The start time is your Prometheus retention time, by default it is set to 15 days. If you are not sure what Prometheus retention time is, you can check by logging in to your Prometheus server: http://{ip}:9090/status.
If you are running Scylla Monitoring version 3.8 or newer for longer than the retention period, you are done! You can skip the rest of this section.
For the rest of this example, we will assume that your retention time is 360 days.
Typically, you need to back-fill the recording rules when you are using a long retention period, for example, you have a year of retention data, and you upgraded to Scylla Monitoring 3.8 about three months ago.
If you open the Overview dashboard and look at your entire retention time (in our example 1 year) you will see that while most of the graphs do display the data, the latency graphs are missing a period of time. The latency graph will only show the last three months in our example from the entire year. That nine months gap (12 months minus 3) is what we want to fill with back-filling.
The point in time that the graphs start will be your back-filling end time. Check in the graph for the exact time.
Backup the external directory containing Prometheus data; if something goes wrong, you can revert the changes.
To complete the process, you must restart Monitoring Stack at least once. You cannot complete the process without providing the path to the external directory with Prometheus data using the -d
command line option.
You need to stop the monitoring stack and run the start-all.sh
command with an additional flag (The 365d retention time used here is used only as an example):
start-all.sh -d data_dir -b "--storage.tsdb.allow-overlapping-blocks --storage.tsdb.retention.time=365d"
We will create the data files using the Promtool utility, which has been installed in the Docker container. To run the utility, you must pass the start time and end time in the epoch format.
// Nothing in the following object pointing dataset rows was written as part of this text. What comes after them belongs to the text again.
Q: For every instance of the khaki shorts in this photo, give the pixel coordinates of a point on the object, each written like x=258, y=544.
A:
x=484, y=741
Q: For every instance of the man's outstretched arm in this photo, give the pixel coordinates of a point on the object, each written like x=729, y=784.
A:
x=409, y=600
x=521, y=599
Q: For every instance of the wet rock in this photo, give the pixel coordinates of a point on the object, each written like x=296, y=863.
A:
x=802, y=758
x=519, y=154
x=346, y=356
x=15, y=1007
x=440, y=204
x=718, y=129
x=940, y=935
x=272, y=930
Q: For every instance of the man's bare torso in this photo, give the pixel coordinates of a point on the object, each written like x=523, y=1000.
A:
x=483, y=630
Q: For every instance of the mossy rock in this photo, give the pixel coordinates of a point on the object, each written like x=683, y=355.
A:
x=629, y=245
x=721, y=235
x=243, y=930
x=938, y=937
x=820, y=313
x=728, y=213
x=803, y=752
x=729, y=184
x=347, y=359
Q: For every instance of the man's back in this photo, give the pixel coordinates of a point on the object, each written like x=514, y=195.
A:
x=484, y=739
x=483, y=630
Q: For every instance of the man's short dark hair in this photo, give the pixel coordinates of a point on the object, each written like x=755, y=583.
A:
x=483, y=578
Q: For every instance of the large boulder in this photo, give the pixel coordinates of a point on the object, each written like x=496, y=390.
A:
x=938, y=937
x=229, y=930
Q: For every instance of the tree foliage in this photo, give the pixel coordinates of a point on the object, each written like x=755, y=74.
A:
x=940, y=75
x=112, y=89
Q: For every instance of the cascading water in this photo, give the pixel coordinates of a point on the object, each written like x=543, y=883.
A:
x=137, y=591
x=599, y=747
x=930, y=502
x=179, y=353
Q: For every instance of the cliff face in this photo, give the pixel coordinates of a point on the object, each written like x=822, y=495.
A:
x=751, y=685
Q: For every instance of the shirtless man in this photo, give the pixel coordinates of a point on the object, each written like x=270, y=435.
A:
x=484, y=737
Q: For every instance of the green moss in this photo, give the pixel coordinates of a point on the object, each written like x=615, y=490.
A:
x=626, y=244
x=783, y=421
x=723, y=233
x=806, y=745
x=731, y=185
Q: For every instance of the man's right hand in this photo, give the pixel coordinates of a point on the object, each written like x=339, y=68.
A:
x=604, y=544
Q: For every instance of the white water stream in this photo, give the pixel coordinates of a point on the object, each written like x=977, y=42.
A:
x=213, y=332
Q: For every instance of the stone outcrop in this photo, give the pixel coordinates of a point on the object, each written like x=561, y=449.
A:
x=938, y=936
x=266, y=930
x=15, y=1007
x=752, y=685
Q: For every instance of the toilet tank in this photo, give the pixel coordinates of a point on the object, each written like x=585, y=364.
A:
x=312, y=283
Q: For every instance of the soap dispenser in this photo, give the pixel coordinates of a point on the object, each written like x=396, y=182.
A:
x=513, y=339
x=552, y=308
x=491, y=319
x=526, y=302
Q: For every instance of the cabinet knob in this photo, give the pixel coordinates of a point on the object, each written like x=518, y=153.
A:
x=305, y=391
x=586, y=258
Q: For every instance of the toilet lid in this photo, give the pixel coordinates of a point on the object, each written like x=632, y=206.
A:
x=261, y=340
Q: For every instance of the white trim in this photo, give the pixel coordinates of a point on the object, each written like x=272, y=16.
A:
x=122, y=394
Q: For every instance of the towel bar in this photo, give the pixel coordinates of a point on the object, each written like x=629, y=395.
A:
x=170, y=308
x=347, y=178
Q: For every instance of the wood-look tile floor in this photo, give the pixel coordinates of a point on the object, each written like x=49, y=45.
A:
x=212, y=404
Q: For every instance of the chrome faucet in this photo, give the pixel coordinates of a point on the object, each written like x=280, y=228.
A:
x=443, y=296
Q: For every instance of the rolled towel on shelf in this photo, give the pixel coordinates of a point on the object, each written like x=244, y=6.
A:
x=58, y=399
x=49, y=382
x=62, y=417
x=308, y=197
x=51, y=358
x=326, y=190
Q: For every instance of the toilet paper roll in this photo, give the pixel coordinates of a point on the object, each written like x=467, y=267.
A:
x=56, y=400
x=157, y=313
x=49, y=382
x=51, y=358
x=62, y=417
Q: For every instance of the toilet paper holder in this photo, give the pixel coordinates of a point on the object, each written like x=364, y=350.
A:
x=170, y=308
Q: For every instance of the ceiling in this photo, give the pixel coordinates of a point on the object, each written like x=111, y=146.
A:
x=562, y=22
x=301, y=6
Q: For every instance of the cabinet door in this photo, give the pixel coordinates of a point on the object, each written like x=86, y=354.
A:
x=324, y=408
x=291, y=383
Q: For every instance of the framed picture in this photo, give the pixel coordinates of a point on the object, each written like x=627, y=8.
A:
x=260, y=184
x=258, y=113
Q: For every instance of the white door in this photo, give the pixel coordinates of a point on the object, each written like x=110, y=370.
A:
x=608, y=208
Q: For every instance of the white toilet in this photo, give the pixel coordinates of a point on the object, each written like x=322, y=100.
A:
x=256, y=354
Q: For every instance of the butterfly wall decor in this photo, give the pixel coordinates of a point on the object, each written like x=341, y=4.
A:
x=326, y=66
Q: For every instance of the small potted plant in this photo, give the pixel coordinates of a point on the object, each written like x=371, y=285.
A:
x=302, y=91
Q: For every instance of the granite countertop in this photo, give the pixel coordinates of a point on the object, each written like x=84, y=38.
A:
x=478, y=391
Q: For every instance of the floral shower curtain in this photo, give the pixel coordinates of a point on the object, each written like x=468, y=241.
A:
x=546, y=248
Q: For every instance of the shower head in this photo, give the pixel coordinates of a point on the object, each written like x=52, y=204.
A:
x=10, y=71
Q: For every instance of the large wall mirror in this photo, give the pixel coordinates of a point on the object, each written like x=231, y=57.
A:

The following example shows one of the ways to convert the times to epoch when the start time is 360 and the end time is 90 days ago:
echo $((`date +%s` - 3600*24*360))
echo $((`date +%s` - 3600*24*90))
Log in to your Docker container and run the following (start
and end
should be in epoch format):
docker exec -it aprom sh
cd /prometheus/data/
promtool tsdb create-blocks-from rules \
--start $start \
--end $end \
--url http://localhost:9090 \
/etc/prometheus/prom_rules/back_fill/3.8/rules.1.yml
The previous bash script will create a data
directory in the directory where it is executed. The reason to run the bash script under the /prometheus/data/
is to ensure Prometheus has write privileges to the directory.
You should not start this section until all the previous sections have been completed. Copy the data files to the Prometheus directory using the following command:
cp data/* .
The rules will be evaluated next time Prometheus will perform compaction. You can force it by restarting the server using docker restart aprom
Follow the logs docker logs aprom
to see that the process works as expected. If there are no errors, you should now be able to
see the latency graphs over your entire retention time.